UK paperback

Proactive

Is our readers learning?

Do you feel proactive when you consult a reference work? Jorge Cauz, president of Encyclopaedia Britannica,thinks you should:

What we are trying to do is shifting … to a much more proactive role for the user and reader where the reader is not only going to learn from reading the article but by modifying the article and – importantly – by maybe creating his own content or her own content

The reader is going to “learn… by modifying”? So the people modifying the articles don’t actually need to know anything about the subject before they start modifying? The modifying itself is supposed to be the way they learn?

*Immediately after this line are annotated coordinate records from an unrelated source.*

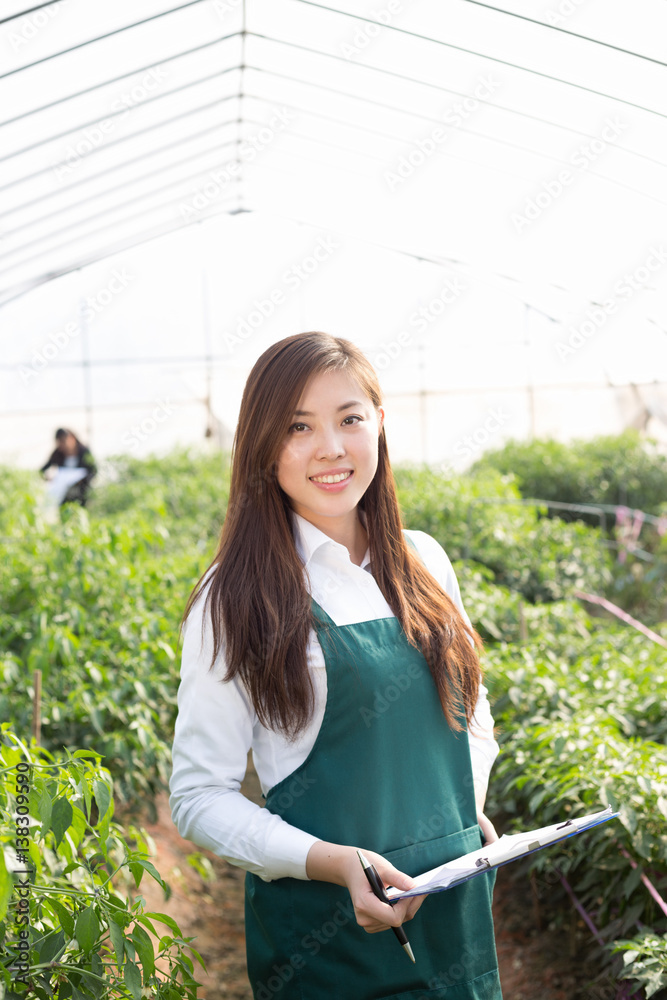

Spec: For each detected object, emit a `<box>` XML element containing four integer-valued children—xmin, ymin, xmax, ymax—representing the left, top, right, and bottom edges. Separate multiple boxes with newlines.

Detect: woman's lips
<box><xmin>310</xmin><ymin>470</ymin><xmax>354</xmax><ymax>493</ymax></box>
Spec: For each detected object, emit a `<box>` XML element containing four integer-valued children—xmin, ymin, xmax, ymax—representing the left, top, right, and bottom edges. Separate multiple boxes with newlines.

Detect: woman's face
<box><xmin>277</xmin><ymin>371</ymin><xmax>384</xmax><ymax>534</ymax></box>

That’s “proactive”! ((But what, dear readers, does the horrible term “proactive” actually add to the sense of, um, “active”?)) Oh, but luckily, edits won’t go live until approved by “one of the company’s staff or freelance editors”. I suppose they can always check whether the new material looks correct by, er, going to Wikipedia. ((I confess that I have never edited my own Wikipedia article so as to make myself look more important and central to the critical intellectual debates of our time, etc. Do you think I should?))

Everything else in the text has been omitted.